10th Mountain Division rail operations
A Soldier from 2nd Battalion, 15th Field Artillery Regiment, ground guides an armored Humvee across the last set of spanners to the loading dock Thursday. The train was the first of three to move 784 pieces of equipment between Fort Polk, La., and Fort Drum.

FORT POLK, LA. -- The 2nd Brigade Combat Team, 10th Mountain Division (LI), began rail operations Thursday to recover vehicles shipped from Fort Polk, La. The operation, which continued over the Easter holiday weekend, was part of a nationwide transportation chain.

Chief Warrant Officer 2 Rick Legg, unit movement officer for 2nd BCT, said it was necessary for Soldiers to work on the holiday to download vehicles.

"It's a priority," Legg said. "The first two trains have to be downloaded pretty quick. They have to get the rail cars to the Port of Charleston for a larger OCONUS (outside the continental United States) operation down there."

The first of three trains, which carried 266 pieces of equipment, was expected to be downloaded in about four hours, according to the officer in charge of the operation, Capt. William King of 2nd Battalion, 15th Field Artillery Regiment.

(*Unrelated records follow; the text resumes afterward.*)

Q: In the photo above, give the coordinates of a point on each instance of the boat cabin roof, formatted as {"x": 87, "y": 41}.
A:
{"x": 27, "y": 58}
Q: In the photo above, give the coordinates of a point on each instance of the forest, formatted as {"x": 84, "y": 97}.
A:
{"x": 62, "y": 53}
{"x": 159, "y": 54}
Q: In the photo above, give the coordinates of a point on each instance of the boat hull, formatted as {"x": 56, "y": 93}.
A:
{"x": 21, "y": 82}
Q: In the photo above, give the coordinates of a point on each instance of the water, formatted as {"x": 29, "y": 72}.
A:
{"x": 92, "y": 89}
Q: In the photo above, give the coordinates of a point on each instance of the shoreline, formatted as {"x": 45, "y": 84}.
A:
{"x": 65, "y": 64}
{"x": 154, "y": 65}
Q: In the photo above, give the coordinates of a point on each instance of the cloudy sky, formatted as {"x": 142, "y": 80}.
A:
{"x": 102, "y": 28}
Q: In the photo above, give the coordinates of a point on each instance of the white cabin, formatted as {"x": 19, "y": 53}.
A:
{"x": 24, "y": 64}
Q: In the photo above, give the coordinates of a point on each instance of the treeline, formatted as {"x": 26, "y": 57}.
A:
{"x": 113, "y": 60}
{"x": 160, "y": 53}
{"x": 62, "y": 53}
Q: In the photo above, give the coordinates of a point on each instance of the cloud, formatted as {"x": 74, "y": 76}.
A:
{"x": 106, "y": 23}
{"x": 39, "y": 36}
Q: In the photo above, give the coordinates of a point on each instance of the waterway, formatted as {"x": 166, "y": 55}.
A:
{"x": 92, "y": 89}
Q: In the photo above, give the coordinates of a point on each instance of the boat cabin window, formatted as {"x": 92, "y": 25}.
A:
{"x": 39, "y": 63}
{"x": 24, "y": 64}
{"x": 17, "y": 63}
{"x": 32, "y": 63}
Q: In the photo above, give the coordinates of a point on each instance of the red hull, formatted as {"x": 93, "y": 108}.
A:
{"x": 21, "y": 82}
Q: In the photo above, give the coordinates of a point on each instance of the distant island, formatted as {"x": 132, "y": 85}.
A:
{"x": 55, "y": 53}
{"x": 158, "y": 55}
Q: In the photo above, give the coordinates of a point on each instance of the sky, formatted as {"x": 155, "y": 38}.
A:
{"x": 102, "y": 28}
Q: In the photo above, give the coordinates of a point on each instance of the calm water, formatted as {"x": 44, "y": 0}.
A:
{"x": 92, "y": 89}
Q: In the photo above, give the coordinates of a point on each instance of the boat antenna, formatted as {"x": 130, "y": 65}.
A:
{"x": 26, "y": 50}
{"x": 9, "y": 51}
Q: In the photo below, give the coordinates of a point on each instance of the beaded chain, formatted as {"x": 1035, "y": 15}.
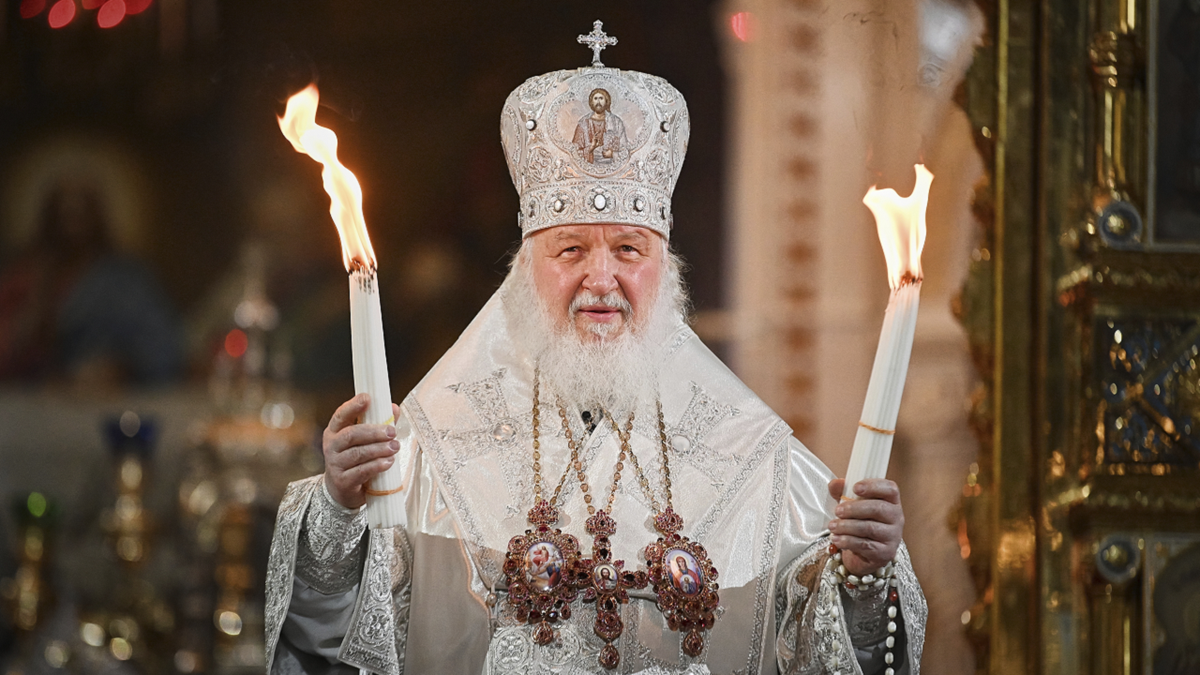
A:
{"x": 882, "y": 577}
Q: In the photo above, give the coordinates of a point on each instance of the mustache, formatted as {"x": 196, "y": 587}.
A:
{"x": 613, "y": 299}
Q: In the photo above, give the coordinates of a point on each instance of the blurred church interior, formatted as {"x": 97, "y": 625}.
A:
{"x": 174, "y": 321}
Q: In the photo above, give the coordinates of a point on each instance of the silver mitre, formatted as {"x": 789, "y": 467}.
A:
{"x": 595, "y": 144}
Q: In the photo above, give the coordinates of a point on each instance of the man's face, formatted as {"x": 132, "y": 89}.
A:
{"x": 593, "y": 261}
{"x": 599, "y": 101}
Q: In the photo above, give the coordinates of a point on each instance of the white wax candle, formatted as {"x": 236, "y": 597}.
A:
{"x": 371, "y": 377}
{"x": 876, "y": 430}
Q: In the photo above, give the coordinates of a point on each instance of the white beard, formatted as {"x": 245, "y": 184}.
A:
{"x": 616, "y": 372}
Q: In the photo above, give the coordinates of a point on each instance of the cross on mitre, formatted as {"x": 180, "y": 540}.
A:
{"x": 597, "y": 40}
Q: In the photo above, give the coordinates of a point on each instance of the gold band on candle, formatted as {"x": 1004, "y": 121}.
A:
{"x": 381, "y": 493}
{"x": 877, "y": 430}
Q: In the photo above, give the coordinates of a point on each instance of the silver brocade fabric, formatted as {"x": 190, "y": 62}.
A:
{"x": 432, "y": 596}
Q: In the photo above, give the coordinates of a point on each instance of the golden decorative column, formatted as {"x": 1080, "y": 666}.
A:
{"x": 1083, "y": 521}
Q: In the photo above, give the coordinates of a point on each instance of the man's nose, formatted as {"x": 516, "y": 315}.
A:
{"x": 600, "y": 279}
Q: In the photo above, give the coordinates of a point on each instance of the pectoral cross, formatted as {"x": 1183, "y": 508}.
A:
{"x": 597, "y": 40}
{"x": 607, "y": 584}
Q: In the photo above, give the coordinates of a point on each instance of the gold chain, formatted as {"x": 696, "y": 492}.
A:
{"x": 575, "y": 461}
{"x": 666, "y": 460}
{"x": 625, "y": 447}
{"x": 577, "y": 464}
{"x": 537, "y": 454}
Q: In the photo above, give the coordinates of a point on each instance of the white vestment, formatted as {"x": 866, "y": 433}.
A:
{"x": 430, "y": 597}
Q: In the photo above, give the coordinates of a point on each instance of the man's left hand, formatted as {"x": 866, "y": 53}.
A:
{"x": 868, "y": 530}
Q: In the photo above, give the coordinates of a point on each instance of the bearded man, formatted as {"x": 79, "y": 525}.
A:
{"x": 600, "y": 135}
{"x": 580, "y": 416}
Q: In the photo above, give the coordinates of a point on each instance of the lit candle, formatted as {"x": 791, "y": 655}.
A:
{"x": 901, "y": 226}
{"x": 299, "y": 125}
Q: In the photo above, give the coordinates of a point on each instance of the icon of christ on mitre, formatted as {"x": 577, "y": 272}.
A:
{"x": 587, "y": 487}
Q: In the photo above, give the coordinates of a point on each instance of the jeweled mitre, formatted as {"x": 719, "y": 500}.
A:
{"x": 595, "y": 144}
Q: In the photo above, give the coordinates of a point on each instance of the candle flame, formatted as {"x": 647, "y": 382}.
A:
{"x": 299, "y": 125}
{"x": 901, "y": 225}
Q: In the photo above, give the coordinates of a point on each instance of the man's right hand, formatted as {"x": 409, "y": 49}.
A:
{"x": 357, "y": 453}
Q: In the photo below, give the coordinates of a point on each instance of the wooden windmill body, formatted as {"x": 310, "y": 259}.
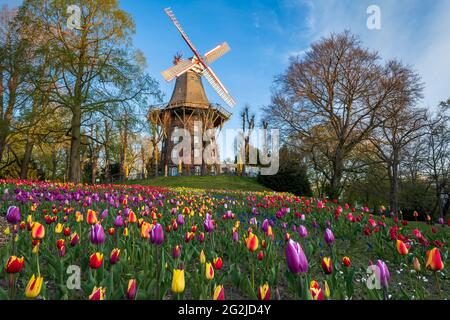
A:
{"x": 190, "y": 109}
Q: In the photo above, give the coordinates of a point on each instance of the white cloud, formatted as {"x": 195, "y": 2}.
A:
{"x": 412, "y": 31}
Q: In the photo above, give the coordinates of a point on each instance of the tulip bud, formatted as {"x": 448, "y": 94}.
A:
{"x": 14, "y": 264}
{"x": 96, "y": 260}
{"x": 209, "y": 271}
{"x": 114, "y": 257}
{"x": 264, "y": 292}
{"x": 131, "y": 289}
{"x": 33, "y": 288}
{"x": 217, "y": 262}
{"x": 98, "y": 294}
{"x": 416, "y": 264}
{"x": 327, "y": 265}
{"x": 219, "y": 293}
{"x": 202, "y": 257}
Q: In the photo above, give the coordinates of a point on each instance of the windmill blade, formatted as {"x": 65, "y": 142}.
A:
{"x": 216, "y": 53}
{"x": 178, "y": 69}
{"x": 183, "y": 34}
{"x": 218, "y": 87}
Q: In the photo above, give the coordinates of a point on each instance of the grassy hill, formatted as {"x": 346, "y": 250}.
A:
{"x": 207, "y": 182}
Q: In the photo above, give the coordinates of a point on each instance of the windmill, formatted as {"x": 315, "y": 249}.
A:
{"x": 188, "y": 107}
{"x": 199, "y": 64}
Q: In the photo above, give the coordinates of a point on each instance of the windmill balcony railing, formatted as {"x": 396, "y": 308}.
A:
{"x": 214, "y": 106}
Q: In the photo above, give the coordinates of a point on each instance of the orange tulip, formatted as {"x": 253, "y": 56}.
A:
{"x": 252, "y": 242}
{"x": 91, "y": 217}
{"x": 402, "y": 249}
{"x": 434, "y": 261}
{"x": 96, "y": 260}
{"x": 37, "y": 231}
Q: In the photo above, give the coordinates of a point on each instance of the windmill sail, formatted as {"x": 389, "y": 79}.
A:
{"x": 216, "y": 53}
{"x": 218, "y": 87}
{"x": 178, "y": 69}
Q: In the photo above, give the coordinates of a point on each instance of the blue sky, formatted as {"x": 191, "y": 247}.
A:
{"x": 263, "y": 34}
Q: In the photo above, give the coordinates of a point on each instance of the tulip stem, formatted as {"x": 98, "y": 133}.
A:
{"x": 438, "y": 285}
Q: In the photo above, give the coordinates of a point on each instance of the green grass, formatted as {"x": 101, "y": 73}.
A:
{"x": 207, "y": 182}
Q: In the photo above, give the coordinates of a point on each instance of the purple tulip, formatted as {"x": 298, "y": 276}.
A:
{"x": 235, "y": 236}
{"x": 118, "y": 222}
{"x": 104, "y": 214}
{"x": 157, "y": 235}
{"x": 302, "y": 231}
{"x": 265, "y": 225}
{"x": 295, "y": 258}
{"x": 13, "y": 215}
{"x": 208, "y": 224}
{"x": 329, "y": 236}
{"x": 97, "y": 234}
{"x": 383, "y": 273}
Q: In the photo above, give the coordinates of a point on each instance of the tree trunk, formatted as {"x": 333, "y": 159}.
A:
{"x": 54, "y": 164}
{"x": 26, "y": 159}
{"x": 74, "y": 167}
{"x": 334, "y": 190}
{"x": 393, "y": 179}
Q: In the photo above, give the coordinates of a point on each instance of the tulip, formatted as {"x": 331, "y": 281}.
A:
{"x": 180, "y": 219}
{"x": 235, "y": 236}
{"x": 302, "y": 231}
{"x": 295, "y": 258}
{"x": 59, "y": 228}
{"x": 74, "y": 239}
{"x": 37, "y": 231}
{"x": 327, "y": 265}
{"x": 118, "y": 222}
{"x": 33, "y": 287}
{"x": 383, "y": 273}
{"x": 260, "y": 256}
{"x": 209, "y": 271}
{"x": 416, "y": 264}
{"x": 14, "y": 264}
{"x": 98, "y": 294}
{"x": 217, "y": 262}
{"x": 329, "y": 237}
{"x": 176, "y": 252}
{"x": 96, "y": 260}
{"x": 401, "y": 248}
{"x": 315, "y": 290}
{"x": 114, "y": 257}
{"x": 208, "y": 224}
{"x": 252, "y": 242}
{"x": 434, "y": 261}
{"x": 346, "y": 261}
{"x": 91, "y": 217}
{"x": 178, "y": 281}
{"x": 60, "y": 243}
{"x": 131, "y": 289}
{"x": 327, "y": 290}
{"x": 219, "y": 293}
{"x": 97, "y": 234}
{"x": 13, "y": 215}
{"x": 202, "y": 257}
{"x": 157, "y": 235}
{"x": 264, "y": 292}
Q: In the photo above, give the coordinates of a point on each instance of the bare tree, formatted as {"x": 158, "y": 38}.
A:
{"x": 337, "y": 87}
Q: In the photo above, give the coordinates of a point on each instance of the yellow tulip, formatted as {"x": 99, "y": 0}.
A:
{"x": 178, "y": 281}
{"x": 33, "y": 287}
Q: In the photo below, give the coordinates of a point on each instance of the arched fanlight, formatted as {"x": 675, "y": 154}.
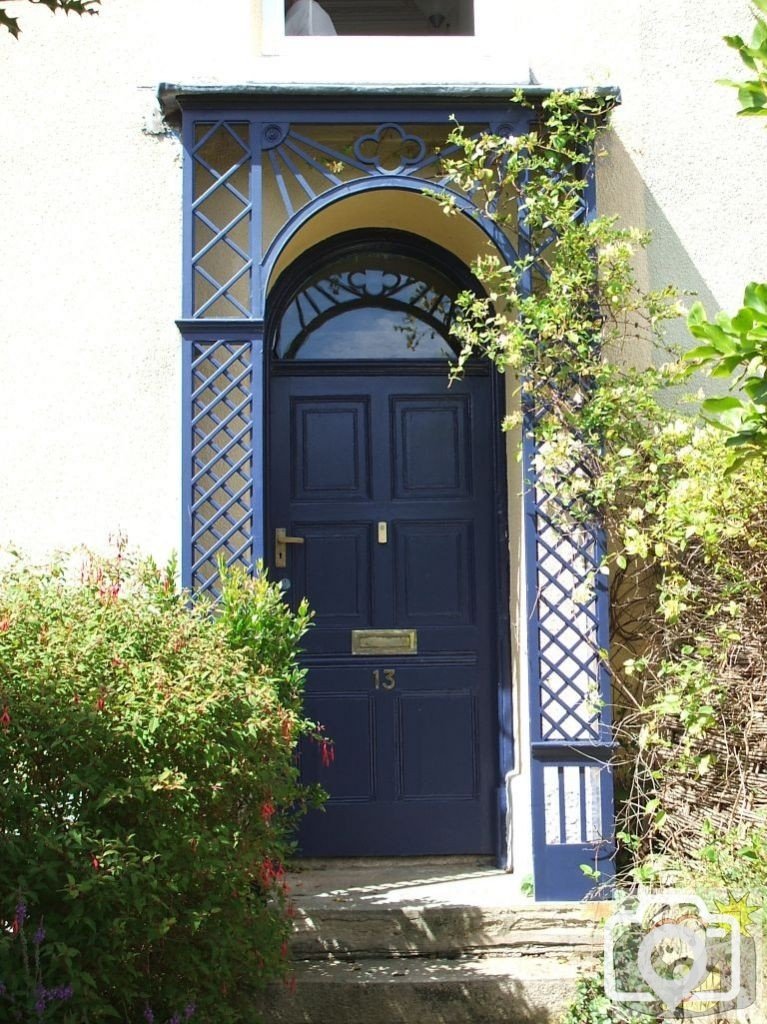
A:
{"x": 371, "y": 295}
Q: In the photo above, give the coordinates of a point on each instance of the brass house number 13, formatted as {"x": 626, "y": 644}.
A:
{"x": 384, "y": 679}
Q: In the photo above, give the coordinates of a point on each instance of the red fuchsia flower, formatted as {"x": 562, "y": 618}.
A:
{"x": 327, "y": 752}
{"x": 272, "y": 872}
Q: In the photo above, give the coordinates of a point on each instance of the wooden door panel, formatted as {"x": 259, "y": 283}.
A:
{"x": 414, "y": 769}
{"x": 437, "y": 742}
{"x": 330, "y": 449}
{"x": 434, "y": 572}
{"x": 431, "y": 444}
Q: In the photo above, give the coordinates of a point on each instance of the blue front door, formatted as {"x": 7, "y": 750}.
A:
{"x": 386, "y": 476}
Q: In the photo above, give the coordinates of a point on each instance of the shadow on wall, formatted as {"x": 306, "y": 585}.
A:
{"x": 622, "y": 189}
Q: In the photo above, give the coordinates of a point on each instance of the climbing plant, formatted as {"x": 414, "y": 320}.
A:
{"x": 735, "y": 347}
{"x": 584, "y": 345}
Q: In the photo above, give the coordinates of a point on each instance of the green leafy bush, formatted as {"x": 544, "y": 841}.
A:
{"x": 148, "y": 793}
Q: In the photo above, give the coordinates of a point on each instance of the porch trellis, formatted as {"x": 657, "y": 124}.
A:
{"x": 306, "y": 152}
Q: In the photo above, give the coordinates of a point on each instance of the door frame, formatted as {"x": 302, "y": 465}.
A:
{"x": 505, "y": 718}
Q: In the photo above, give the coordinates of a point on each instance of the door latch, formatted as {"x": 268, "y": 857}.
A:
{"x": 281, "y": 550}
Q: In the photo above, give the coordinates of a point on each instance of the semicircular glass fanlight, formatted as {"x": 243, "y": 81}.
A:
{"x": 363, "y": 304}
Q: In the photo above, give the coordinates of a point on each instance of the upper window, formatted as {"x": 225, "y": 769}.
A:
{"x": 369, "y": 297}
{"x": 379, "y": 17}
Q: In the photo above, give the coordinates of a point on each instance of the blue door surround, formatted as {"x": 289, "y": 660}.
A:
{"x": 237, "y": 140}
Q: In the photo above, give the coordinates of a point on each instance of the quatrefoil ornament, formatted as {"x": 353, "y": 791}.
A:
{"x": 390, "y": 150}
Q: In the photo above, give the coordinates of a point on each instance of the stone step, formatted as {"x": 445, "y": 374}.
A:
{"x": 359, "y": 933}
{"x": 422, "y": 990}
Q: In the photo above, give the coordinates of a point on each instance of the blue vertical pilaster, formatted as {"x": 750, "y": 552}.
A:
{"x": 567, "y": 630}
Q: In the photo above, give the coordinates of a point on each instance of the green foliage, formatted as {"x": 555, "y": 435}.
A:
{"x": 687, "y": 555}
{"x": 150, "y": 791}
{"x": 591, "y": 1006}
{"x": 735, "y": 347}
{"x": 68, "y": 6}
{"x": 753, "y": 92}
{"x": 572, "y": 288}
{"x": 736, "y": 860}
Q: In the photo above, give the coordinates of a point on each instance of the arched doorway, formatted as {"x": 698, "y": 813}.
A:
{"x": 384, "y": 483}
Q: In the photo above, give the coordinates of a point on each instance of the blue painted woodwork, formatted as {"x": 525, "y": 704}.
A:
{"x": 355, "y": 443}
{"x": 416, "y": 765}
{"x": 233, "y": 143}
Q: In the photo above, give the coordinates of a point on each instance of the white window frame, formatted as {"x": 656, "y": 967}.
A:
{"x": 494, "y": 30}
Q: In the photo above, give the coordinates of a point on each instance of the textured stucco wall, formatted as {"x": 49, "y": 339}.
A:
{"x": 681, "y": 163}
{"x": 90, "y": 194}
{"x": 91, "y": 197}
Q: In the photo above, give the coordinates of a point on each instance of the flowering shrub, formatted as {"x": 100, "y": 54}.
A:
{"x": 148, "y": 793}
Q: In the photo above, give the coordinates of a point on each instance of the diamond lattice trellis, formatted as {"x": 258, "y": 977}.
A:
{"x": 221, "y": 455}
{"x": 221, "y": 216}
{"x": 568, "y": 651}
{"x": 248, "y": 177}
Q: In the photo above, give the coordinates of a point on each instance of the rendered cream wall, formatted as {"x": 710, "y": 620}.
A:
{"x": 90, "y": 194}
{"x": 680, "y": 162}
{"x": 91, "y": 199}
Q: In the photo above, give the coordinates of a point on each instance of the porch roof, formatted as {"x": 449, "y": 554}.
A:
{"x": 176, "y": 96}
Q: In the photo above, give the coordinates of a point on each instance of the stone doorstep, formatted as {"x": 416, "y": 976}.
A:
{"x": 356, "y": 933}
{"x": 436, "y": 941}
{"x": 465, "y": 990}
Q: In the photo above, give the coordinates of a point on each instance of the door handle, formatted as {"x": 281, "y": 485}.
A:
{"x": 281, "y": 546}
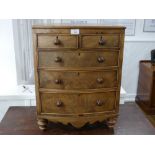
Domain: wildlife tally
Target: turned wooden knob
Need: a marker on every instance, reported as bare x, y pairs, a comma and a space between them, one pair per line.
101, 41
58, 81
58, 59
99, 103
100, 59
100, 80
59, 103
57, 41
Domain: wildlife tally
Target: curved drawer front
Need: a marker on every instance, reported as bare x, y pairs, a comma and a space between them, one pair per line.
78, 59
77, 103
100, 41
57, 41
78, 79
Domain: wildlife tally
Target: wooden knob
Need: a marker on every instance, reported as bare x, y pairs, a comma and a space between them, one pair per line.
99, 103
58, 81
101, 41
57, 41
100, 59
59, 103
58, 59
100, 80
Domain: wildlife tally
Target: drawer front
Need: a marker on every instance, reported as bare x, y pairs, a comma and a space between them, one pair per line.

King said the plan for the operation has three parts: the contractors who break the chains; Soldiers in his detail, who do all the ground guiding of vehicles off the train; and the drivers and truck commanders from the units who move the vehicles to the various motor pools.

Peter Bailey, one of the contractors "breaking chains," a term used to mean disconnecting the chains that secure the vehicles to the train, said he worked for Taylor's Transfer and was contracted by CSX Corp. to place the spanners as well. Spanners are portable steel bridges used to connect each flat car allowing the cargo to drive from one to another.

King said that getting the drivers and truck commanders back from the motor pools would definitely be what limits the operation.

However, "our goal, every time, is to do this safely," King said.

Bill Bellis, 2nd BCT safety officer, was present during the entire operation.

"We keep the flow of vehicles coming off the train and ensure it's done safely," he said, referring to himself and civilian employees from the Directorate of Logistics Transportation Division on their function during the operation. He later gave his own helmet and reflective belt to the 2nd BCT historian, allowing him to move closer to the train and document the event.

"It's important that we recover our vehicles quickly and safely," said Sgt. 1st Class Robert Munger, a platoon sergeant from B Troop, 1st Squadron, 89th Cavalry Regiment. "That's why I'm out here; to keep things moving but keep it safe as well. They said the trains have to get to Charlestown for another pick-up. I get that. We'll make it, but safety (comes) first."

Trains two and three would carry 263 and 255 pieces of equipment, respectively, according to Legg. A piece of equipment for this operation was defined as a vehicle or trailer.

In total, 784 pieces of equipment were downloaded over three days.